C’est sous le signe de la jeunesse que le Trio Fibonacci nous a conviés à son lancement de saison à la Salle Bourgie ce dimanche. Vingt ans, c’est la fougue, la passion, l’insouciance… et pour fêter ses vingt ans, le trio a choisi des pièces de jeunesse de Beethoven, Debussy, Gilbert et Brahms. Retour sur ce lancement dominical.
Le Trio op 1 no 1 de Beethoven est la première œuvre publiée par le compositeur. En 1795, Beethoven poursuit des études auprès de Haydn, mais également Johann Schenk et Antonio Salieri.

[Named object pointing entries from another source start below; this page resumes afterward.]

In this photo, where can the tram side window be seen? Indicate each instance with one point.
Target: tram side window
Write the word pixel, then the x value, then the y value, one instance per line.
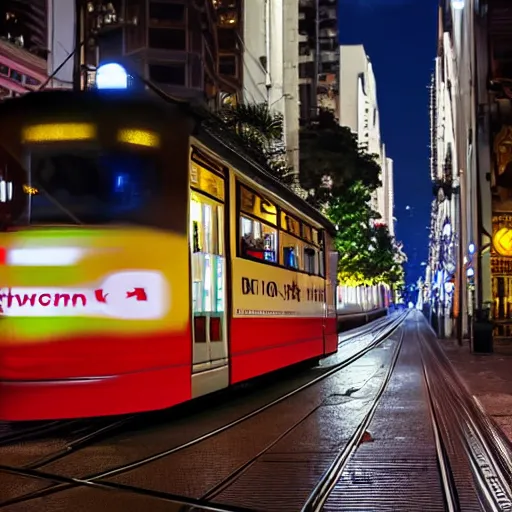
pixel 258 241
pixel 321 265
pixel 291 252
pixel 310 260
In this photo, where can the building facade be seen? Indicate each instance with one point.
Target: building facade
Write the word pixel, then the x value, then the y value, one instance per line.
pixel 271 64
pixel 319 57
pixel 190 50
pixel 472 114
pixel 359 111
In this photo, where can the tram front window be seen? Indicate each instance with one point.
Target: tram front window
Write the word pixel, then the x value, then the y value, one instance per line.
pixel 92 187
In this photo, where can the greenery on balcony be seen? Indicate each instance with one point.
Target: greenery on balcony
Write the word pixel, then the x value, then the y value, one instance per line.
pixel 339 179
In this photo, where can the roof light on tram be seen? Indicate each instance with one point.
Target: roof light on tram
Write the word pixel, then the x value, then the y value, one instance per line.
pixel 59 132
pixel 111 76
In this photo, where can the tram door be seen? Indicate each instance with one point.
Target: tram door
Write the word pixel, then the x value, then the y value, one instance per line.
pixel 208 275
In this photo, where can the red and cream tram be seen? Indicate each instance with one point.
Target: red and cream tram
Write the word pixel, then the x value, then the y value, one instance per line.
pixel 145 260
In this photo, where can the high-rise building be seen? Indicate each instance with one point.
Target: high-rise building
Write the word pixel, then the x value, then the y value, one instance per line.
pixel 359 111
pixel 328 56
pixel 271 62
pixel 24 22
pixel 318 57
pixel 190 49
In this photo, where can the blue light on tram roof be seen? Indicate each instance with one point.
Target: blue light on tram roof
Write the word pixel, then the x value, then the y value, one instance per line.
pixel 111 76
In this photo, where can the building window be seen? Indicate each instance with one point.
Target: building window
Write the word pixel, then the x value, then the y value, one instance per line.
pixel 227 39
pixel 169 74
pixel 258 241
pixel 17 77
pixel 166 14
pixel 227 65
pixel 32 81
pixel 167 39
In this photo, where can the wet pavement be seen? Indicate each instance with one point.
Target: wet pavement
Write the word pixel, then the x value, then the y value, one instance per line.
pixel 370 434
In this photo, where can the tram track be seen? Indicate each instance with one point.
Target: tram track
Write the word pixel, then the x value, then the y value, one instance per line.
pixel 78 434
pixel 63 482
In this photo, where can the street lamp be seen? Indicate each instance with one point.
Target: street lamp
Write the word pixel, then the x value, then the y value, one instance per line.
pixel 111 76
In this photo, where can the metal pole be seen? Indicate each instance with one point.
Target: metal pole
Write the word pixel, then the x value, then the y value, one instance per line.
pixel 77 63
pixel 460 274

Au fil des quatre mouvements, les musiciens du trio Fibonacci nous donnent un bel aperçu de la fougue et du caractère du jeune Beethoven qui n’hésite pas à s’éloigner des carcans classiques pour affirmer un jeu pianistique virtuose. Quelque peu déséquilibrée dans l’écriture, accordant un rôle prépondérant au piano et une moindre place aux cordes, cette œuvre reste une preuve irréfutable que le jeune compositeur appartient à la génération du Sturm und Drang.

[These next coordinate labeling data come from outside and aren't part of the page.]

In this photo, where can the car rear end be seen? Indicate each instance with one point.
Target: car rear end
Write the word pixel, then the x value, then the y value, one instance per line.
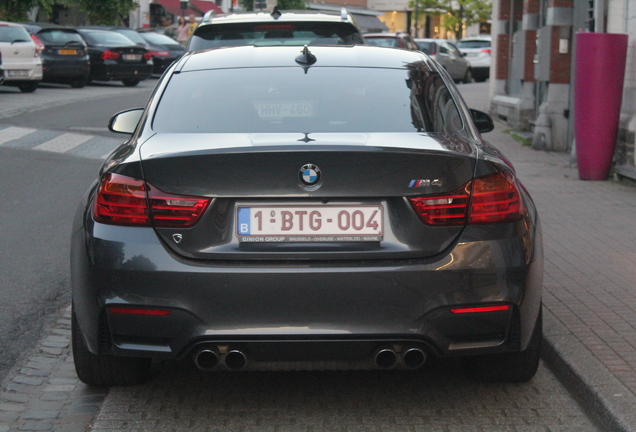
pixel 115 57
pixel 64 56
pixel 478 54
pixel 21 58
pixel 232 233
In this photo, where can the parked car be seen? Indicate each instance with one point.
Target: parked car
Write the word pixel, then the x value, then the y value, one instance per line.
pixel 164 50
pixel 131 34
pixel 64 54
pixel 21 58
pixel 265 212
pixel 477 52
pixel 278 28
pixel 392 40
pixel 115 57
pixel 447 54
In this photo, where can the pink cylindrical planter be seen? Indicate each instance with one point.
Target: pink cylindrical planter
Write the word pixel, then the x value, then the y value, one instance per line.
pixel 598 90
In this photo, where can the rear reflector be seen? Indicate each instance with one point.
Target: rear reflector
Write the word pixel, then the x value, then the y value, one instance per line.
pixel 138 311
pixel 123 200
pixel 482 309
pixel 489 199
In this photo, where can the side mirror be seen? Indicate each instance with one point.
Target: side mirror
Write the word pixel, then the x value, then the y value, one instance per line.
pixel 125 121
pixel 482 120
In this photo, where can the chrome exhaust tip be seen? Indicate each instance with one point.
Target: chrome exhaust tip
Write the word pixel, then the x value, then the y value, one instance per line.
pixel 235 360
pixel 385 358
pixel 414 358
pixel 206 359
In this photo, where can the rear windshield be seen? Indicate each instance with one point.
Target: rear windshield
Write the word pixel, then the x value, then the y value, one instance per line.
pixel 323 99
pixel 297 33
pixel 60 37
pixel 473 44
pixel 13 34
pixel 106 38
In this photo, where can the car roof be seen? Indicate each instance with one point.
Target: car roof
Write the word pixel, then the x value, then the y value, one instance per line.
pixel 286 16
pixel 285 56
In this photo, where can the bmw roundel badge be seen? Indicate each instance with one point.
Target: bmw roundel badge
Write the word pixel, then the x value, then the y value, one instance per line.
pixel 309 175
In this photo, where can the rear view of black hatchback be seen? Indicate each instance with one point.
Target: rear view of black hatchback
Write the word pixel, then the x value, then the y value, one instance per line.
pixel 64 54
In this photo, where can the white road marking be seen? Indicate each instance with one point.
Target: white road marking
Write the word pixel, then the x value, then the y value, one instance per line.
pixel 13 133
pixel 63 143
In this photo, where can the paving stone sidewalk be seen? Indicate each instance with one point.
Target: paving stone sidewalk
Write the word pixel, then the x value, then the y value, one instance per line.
pixel 589 230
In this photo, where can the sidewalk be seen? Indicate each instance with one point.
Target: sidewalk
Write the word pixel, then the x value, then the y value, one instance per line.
pixel 589 298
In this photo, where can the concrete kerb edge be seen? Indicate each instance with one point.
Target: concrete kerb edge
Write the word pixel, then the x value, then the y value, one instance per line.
pixel 607 401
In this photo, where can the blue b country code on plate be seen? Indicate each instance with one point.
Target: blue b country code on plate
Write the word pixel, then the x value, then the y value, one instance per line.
pixel 310 223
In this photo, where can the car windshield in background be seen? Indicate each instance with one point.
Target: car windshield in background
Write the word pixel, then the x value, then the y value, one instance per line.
pixel 159 39
pixel 387 42
pixel 297 33
pixel 60 37
pixel 13 34
pixel 473 44
pixel 425 47
pixel 106 38
pixel 290 99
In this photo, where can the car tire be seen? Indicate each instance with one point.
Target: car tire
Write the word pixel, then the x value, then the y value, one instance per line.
pixel 28 86
pixel 468 76
pixel 508 367
pixel 105 370
pixel 130 82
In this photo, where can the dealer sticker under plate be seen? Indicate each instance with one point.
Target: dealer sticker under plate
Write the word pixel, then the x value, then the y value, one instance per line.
pixel 310 223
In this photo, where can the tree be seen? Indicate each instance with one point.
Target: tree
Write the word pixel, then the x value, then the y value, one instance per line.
pixel 17 10
pixel 106 12
pixel 457 13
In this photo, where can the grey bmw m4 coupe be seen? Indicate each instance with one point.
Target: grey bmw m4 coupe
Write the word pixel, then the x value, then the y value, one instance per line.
pixel 330 207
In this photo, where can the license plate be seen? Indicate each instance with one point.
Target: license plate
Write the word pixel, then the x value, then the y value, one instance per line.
pixel 272 110
pixel 19 73
pixel 310 223
pixel 132 57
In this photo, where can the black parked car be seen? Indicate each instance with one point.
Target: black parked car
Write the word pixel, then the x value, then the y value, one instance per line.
pixel 264 214
pixel 115 57
pixel 164 50
pixel 64 54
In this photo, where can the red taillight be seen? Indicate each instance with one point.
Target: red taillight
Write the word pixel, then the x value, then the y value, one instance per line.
pixel 489 199
pixel 137 311
pixel 447 209
pixel 481 309
pixel 157 54
pixel 495 199
pixel 110 55
pixel 123 200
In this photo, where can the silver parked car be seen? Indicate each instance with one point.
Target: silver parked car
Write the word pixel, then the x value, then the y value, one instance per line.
pixel 447 54
pixel 282 220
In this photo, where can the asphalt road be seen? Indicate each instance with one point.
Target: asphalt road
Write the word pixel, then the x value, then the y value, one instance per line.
pixel 39 192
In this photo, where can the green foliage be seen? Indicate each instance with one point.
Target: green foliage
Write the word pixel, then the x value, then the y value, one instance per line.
pixel 17 10
pixel 461 13
pixel 107 12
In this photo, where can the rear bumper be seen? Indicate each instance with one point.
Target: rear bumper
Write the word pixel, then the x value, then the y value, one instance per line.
pixel 272 309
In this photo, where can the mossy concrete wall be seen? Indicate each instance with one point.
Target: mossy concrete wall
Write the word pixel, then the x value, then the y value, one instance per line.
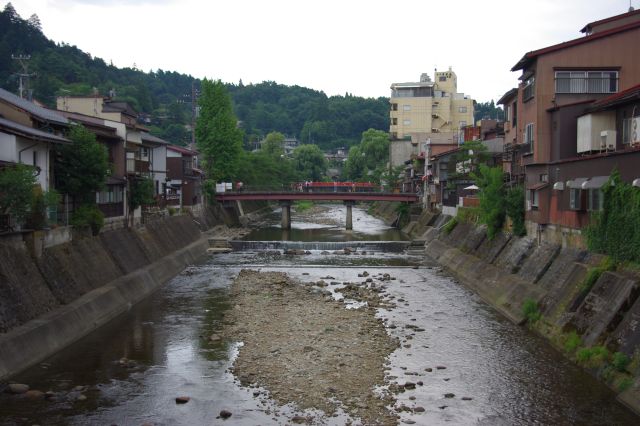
pixel 47 303
pixel 507 271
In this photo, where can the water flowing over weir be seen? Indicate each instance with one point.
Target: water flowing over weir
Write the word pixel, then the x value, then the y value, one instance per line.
pixel 378 246
pixel 474 367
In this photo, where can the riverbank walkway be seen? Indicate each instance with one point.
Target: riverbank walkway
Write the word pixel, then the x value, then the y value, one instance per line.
pixel 286 198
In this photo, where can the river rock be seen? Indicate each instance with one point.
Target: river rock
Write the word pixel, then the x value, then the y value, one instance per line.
pixel 18 388
pixel 34 394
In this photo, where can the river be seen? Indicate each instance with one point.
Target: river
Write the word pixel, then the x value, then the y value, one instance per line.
pixel 130 371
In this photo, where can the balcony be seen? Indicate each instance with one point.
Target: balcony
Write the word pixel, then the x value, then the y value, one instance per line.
pixel 138 167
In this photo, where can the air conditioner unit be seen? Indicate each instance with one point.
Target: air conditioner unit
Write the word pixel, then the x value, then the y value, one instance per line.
pixel 608 139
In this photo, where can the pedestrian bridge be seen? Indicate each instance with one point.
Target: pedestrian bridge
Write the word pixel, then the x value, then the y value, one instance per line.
pixel 286 198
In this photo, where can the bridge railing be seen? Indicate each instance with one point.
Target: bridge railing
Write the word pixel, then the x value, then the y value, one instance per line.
pixel 312 187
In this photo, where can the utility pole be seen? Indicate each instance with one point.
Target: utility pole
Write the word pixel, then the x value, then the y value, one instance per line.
pixel 24 75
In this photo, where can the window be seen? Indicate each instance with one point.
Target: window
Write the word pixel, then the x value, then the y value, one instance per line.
pixel 529 88
pixel 575 199
pixel 586 81
pixel 595 199
pixel 534 199
pixel 113 194
pixel 528 134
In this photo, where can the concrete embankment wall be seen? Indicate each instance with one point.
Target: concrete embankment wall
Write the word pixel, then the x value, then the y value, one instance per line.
pixel 49 302
pixel 507 271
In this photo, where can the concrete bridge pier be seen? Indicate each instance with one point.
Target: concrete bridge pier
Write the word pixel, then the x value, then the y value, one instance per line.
pixel 349 220
pixel 286 214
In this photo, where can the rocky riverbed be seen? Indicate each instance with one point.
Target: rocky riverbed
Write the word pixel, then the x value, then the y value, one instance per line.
pixel 305 348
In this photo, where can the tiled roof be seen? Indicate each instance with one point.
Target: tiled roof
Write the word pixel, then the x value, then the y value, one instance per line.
pixel 182 150
pixel 148 137
pixel 587 28
pixel 620 97
pixel 30 132
pixel 528 57
pixel 43 114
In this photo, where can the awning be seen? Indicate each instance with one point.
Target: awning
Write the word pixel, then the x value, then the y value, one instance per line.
pixel 576 183
pixel 537 186
pixel 595 182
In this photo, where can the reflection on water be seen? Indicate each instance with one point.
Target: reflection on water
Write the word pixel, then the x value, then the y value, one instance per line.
pixel 135 367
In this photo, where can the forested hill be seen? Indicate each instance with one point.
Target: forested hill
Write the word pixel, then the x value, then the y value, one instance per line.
pixel 164 96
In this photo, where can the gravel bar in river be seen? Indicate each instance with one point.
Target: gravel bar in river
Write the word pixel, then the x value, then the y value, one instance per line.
pixel 307 349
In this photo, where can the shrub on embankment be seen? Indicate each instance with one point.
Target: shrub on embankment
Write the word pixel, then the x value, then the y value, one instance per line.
pixel 615 230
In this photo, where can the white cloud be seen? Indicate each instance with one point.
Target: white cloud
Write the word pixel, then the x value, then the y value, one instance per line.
pixel 353 46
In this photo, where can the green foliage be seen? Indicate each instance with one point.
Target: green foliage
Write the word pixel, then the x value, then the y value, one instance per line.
pixel 140 193
pixel 310 162
pixel 273 145
pixel 572 342
pixel 218 137
pixel 531 311
pixel 16 190
pixel 492 198
pixel 37 215
pixel 367 161
pixel 82 166
pixel 615 230
pixel 469 158
pixel 450 225
pixel 469 215
pixel 620 361
pixel 88 215
pixel 594 357
pixel 514 204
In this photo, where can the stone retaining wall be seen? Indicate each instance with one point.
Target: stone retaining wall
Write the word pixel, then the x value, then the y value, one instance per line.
pixel 507 271
pixel 49 302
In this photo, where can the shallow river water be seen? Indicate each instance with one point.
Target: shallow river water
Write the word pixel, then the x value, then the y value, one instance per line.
pixel 130 371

Le Trio en sol majeur de Debussy est une œuvre assez méconnue, retrouvée seulement en 1982. Du haut de ses 18 ans, le jeune Debussy compose sa première œuvre de chambre alors qu’il est au service de la mécène Nadejda von Meck à Florence. Si l’œuvre en quatre mouvements est résolument tournée vers le romantisme, on reconnaît néanmoins dans le jeu du piano ces touches aquatiques impressionnistes qui marqueront la future esthétique de Debussy. L’écriture est équilibrée, aérée et aérienne, exécutée avec une grande maîtrise et une synchronie quasi-parfaite par les trois musiciens, et s’achève dans un quatrième mouvement d’une rare beauté, lancé « appassionatissimo » par le trio qui révèle ainsi l’ardeur d’un thème à la fois impétueux, nostalgique, lumineux et délicat.

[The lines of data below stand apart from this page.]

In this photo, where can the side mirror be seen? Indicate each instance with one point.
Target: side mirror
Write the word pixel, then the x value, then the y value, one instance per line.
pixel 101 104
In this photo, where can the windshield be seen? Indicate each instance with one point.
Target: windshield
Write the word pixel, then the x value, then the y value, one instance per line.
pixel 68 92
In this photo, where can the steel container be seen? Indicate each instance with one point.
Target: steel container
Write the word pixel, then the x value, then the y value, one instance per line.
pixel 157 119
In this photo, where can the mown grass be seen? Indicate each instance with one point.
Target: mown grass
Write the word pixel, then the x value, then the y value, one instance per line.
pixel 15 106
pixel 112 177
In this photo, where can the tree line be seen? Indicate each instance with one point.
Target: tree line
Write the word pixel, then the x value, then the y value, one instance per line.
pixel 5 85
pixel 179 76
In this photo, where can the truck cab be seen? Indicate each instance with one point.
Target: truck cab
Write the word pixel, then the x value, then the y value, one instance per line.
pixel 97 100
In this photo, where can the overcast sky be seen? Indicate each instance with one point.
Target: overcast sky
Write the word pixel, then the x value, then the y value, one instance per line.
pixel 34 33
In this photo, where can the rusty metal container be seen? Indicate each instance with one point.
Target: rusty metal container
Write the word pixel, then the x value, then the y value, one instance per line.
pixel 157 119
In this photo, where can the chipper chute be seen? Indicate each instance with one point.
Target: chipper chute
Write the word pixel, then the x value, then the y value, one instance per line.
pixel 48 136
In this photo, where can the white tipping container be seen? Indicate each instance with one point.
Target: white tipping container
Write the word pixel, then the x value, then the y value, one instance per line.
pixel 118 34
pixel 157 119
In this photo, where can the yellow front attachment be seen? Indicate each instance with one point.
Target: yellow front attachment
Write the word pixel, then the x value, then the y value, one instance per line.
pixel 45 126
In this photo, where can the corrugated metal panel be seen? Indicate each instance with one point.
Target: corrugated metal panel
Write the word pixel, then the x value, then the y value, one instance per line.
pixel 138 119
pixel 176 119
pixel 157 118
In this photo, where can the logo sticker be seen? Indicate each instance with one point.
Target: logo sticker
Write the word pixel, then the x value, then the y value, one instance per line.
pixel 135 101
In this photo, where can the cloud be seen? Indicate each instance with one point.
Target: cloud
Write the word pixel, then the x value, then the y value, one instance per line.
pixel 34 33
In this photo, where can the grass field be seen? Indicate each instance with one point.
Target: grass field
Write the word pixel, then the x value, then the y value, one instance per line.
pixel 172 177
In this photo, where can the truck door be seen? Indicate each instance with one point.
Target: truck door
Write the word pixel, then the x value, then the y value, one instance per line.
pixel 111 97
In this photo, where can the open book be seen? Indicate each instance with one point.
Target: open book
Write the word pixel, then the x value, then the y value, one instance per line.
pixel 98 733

Plus près de nous, la pièce du compositeur Nicolas Gilbert, L’instant d’avant, est une réflexion sur le temps et sa perception par l’auditeur. Le compositeur en résidence à l’Orchestre symphonique de Laval et professeur au Conservatoire de musique de Montréal a souhaité nous faire rajeunir de quelques minutes dans cette pièce qui se voulait, selon lui, une expérience où la succession d’événements qui forme le temps ressenti se déroule à rebours. Composée en 2004 pour le trio Fibonacci, cette pièce est marquée par des contrastes d’énergie et de dynamique, entre notes répétées, accords ouverts et unissons scandés avec véhémence. Le trio renoue avec ses racines contemporaines en menant cette pièce avec éclat et précision.
Le concert s’est achevé sur le Trio op 8 en si majeur de Brahms, œuvre datant de 1854 du compositeur alors âgé de 21 ans. La pièce a été remaniée en 1890, à la fin de la vie de Brahms, ce qui lui confère un caractère singulier. Elle est singulière à plusieurs égards, puisqu’elle a marqué la première rencontre entre Julie-Anne Derome, Gabriel Prynn et le nouveau pianiste du trio, Steven Massicotte, qui entame sa deuxième saison au sein du trio. Tout au long de ce généreux concert, les musiciens ont fait preuve d’une grande écoute, d’une étonnante synchronie et d’une implication substantielle pour nous donner à entendre et à comprendre les gestes que ces quatre jeunes musiciens ont posé à l’aube de leur carrière.